A frase “Penso, logo existo”, do filósofo francês René Descartes, resume a essência do humano: ser capaz de pensar sobre a própria existência. No entanto, numa sociedade em que tantas atividades consomem tempo, fazer uma pausa para pensar parece um luxo. Com a proposta de refletir sobre questões que permeiam nossa realidade, teve início nesta segunda, 26/11, o curso “Tempo de pensar – interlocuções entre direito, arte e filosofia”. Segundo a coordenadora do curso, juíza federal Marcia Hoffmann do Amaral e Turri, “viver é recriar-se, é reinventar-se, como seres humanos, por isso a necessidade de parar para pensar”. A seu ver, direito, literatura e filosofia se organizam como horizontes abertos e plurais de compreensão que se entrelaçam, viabilizando reflexões sobre o sentido ético das normas, acerca da valia dos atos e omissões e, ainda, sobre sua dignidade intrínseca.

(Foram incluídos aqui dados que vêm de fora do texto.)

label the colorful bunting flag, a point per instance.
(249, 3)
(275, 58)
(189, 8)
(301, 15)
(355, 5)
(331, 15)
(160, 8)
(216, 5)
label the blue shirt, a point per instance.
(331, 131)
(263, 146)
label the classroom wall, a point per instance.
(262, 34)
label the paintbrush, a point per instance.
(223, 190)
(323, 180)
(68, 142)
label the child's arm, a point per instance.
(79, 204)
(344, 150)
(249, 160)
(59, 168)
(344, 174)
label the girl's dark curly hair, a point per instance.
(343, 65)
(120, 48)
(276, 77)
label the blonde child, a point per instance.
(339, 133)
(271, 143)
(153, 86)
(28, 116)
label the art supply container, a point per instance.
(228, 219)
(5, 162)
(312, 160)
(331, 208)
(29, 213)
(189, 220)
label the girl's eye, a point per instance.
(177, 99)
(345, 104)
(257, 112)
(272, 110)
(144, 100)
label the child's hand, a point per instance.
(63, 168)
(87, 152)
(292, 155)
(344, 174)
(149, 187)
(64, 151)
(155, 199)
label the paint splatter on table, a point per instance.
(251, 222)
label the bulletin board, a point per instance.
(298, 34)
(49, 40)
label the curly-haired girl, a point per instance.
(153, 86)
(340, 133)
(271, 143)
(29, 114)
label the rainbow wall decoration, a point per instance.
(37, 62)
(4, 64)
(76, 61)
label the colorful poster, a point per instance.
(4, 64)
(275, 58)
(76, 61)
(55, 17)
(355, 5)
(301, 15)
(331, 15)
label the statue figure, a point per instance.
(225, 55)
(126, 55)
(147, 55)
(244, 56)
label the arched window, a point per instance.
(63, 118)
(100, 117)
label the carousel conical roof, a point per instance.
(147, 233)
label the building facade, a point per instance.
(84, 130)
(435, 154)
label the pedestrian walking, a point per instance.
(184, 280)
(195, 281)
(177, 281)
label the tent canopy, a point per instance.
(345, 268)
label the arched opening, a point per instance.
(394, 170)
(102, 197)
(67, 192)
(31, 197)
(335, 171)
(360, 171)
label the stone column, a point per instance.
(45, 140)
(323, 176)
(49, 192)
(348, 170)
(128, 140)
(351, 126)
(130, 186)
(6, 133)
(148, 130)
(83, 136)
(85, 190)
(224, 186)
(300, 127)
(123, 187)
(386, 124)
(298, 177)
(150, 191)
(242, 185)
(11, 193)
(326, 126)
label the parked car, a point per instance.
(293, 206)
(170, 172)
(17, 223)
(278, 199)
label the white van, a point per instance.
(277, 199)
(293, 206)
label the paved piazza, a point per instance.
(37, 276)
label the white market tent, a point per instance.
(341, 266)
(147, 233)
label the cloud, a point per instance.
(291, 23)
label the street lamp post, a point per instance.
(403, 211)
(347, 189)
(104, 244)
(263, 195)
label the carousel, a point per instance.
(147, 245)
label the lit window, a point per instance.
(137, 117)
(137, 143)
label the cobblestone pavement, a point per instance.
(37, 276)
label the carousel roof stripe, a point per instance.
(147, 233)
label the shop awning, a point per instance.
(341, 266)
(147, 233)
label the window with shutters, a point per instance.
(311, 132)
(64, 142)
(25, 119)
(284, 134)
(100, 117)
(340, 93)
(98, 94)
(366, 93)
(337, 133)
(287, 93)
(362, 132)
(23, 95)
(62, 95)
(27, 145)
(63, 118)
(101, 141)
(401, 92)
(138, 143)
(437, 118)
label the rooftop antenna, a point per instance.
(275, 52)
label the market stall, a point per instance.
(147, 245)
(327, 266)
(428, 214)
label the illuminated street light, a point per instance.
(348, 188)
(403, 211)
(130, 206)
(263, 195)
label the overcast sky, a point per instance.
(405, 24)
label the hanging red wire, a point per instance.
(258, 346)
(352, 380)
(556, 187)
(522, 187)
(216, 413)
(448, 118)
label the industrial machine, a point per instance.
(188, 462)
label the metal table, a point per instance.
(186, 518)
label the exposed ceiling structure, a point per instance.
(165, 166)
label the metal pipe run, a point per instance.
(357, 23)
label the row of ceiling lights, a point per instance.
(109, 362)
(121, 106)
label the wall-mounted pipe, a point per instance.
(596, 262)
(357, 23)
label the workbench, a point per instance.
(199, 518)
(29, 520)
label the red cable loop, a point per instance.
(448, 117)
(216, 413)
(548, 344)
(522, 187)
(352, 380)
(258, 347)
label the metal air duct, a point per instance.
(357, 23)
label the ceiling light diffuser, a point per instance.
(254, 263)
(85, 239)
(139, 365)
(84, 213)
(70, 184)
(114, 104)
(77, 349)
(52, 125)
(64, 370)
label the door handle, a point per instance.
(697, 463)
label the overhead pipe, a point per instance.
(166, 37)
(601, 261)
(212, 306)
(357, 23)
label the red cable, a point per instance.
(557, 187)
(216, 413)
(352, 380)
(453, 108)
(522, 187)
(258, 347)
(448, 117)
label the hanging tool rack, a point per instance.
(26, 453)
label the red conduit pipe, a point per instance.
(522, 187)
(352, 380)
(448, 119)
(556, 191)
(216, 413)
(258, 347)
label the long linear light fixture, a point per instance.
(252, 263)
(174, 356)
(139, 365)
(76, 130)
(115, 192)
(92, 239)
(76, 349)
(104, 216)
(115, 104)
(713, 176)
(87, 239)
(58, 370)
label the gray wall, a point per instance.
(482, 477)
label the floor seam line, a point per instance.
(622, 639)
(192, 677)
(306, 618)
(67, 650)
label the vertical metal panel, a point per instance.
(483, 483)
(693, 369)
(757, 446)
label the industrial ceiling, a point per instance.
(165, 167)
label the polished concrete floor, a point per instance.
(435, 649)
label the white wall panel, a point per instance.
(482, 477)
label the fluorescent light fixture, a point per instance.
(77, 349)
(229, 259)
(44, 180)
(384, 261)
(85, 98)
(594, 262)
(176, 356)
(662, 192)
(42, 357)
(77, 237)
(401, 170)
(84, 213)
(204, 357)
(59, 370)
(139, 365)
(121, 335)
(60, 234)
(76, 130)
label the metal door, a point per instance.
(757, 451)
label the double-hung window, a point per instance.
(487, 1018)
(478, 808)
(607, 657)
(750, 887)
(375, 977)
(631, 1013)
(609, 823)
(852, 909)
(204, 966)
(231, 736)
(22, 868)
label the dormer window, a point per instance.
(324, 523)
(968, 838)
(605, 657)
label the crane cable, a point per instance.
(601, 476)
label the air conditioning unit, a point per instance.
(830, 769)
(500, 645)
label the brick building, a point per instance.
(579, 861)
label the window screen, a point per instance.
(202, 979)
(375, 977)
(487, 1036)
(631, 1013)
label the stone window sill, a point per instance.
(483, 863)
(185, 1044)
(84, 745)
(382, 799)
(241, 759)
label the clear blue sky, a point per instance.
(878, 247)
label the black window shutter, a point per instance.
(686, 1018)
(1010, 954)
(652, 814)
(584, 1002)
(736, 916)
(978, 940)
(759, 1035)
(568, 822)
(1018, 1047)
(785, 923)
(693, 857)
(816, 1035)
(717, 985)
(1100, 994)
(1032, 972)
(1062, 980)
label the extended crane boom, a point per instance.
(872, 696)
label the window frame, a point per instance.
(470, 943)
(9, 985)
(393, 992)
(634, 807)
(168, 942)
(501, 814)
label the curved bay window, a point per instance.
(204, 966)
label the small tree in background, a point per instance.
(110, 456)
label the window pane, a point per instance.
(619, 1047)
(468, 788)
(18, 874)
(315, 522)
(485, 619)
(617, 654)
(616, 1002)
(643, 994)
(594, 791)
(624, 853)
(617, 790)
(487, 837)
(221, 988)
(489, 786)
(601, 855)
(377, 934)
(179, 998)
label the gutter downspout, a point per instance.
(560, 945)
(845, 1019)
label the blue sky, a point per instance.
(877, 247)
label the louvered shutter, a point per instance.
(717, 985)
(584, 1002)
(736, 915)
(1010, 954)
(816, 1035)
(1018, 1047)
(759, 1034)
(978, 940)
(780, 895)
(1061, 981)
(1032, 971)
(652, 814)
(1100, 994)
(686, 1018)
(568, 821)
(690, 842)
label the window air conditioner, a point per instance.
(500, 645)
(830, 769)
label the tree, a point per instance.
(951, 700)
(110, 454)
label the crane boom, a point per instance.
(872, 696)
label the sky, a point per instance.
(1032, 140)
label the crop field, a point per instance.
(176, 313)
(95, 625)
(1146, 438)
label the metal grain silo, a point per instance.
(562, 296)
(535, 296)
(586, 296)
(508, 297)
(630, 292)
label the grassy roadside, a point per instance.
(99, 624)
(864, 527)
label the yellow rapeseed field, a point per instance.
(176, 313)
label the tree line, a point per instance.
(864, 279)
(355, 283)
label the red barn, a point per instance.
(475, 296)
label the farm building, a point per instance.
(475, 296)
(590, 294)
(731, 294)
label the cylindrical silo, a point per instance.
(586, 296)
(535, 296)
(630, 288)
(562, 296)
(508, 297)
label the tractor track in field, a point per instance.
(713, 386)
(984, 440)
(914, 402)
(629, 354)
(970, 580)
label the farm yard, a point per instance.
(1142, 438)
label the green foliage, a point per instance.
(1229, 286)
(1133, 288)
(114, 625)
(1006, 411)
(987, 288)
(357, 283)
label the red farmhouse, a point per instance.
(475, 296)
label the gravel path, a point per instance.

A palestra, “As sementes do tempo: interpretação, direito e poder em Macbeth”, ministrada pelo professor doutor José Garcez Ghirardi, abriu o evento. A mesa contou com a participação dos desembargadores federais José Marcos Lunardelli, diretor da EMAG, e Inês Virgínia.
A peça Macbeth, de Shakespeare, serviu de referência para o professor Garcez fazer algumas análises da situação política atual do país. Para ele, a atualidade do dramaturgo inglês está no fato de ele colocar em cena tensões semelhantes àquelas que hoje experimentamos. “A tragédia retrata como uma estrutura pode ser injusta e ilegítima”.
Ao fazer uma reflexão sobre Judiciário brasileiro, o professor disse que há uma grande crise exegética instalada no STF gerada pelas diferentes interpretações dos ministros à Constituição. “Toda estrutura, tanto normativa como funcional, tem a ver com a tentativa de estabilizar o sistema por meio de uma circunscrição das interpretações possíveis. Mas, se um sistema, que é feito para ter estabilidade por meio das interpretações legítimas, oferece outra noção interpretativa, o sistema todo pode entrar em colapso”.
De acordo com Garcez, o que está em jogo no momento atual é qual a função do direito dentro da sociedade e em relação aos conflitos sociais. O professor usa como exemplo os debates entre os neopositivistas e os neoconstitucionalistas, afirmando que não são debates sobre a causalidade jurídica, a parte técnica da interpretação. “A crise do Judiciário está na falta de critério para estabelecer o sentido do direito. Sem o critério, sentimos uma enorme instabilidade e a própria função institucional começa a ser colocada em xeque”.
A juíza federal Márcia Hoffmann participou ativamente da palestra e aprofundou o debate, afirmando que “nem sempre o direito positivado expressa o justo. Para além do descompasso entre a ordem jurídica positiva e o ideal de justiça, existem dilemas no interior do próprio domínio dos valores. O sentido da norma ética possui critérios específicos de avaliação. A importância da filosofia evidencia-se, portanto, diante do conflito de preceitos éticos”.
Fazer uma pausa para pensar, segundo a coordenadora do curso, é uma atitude de bom senso: estimula a crítica e pode até, eventualmente, ensejar a dúvida. “O agir impensado leva à estagnação do conhecimento jurídico, incompatível nesta era de incertezas, em que tudo que é sólido se desmancha no ar”.
O curso prossegue no dia 27 com a palestra “Ficção, Filosofia e desafios éticos para um futuro não tão distante”, ministrada pelo professor Alexey Dodsworth Magnavita de Carvalho e no dia 28, com a palestra “Kohlhaas, da injustiça à vingança”, apresentada pelo professor doutor Tércio Sampaio Ferraz Júnior. Às tardes, os juízes federais participam de oficinas de discussão. Para Márcia Hoffmann, a relevância desses debates se explica pela própria essência do ser juiz: “Pensar nos torna mais humanos e, para julgar um ser humano, o juiz precisa ser cada vez mais humano”.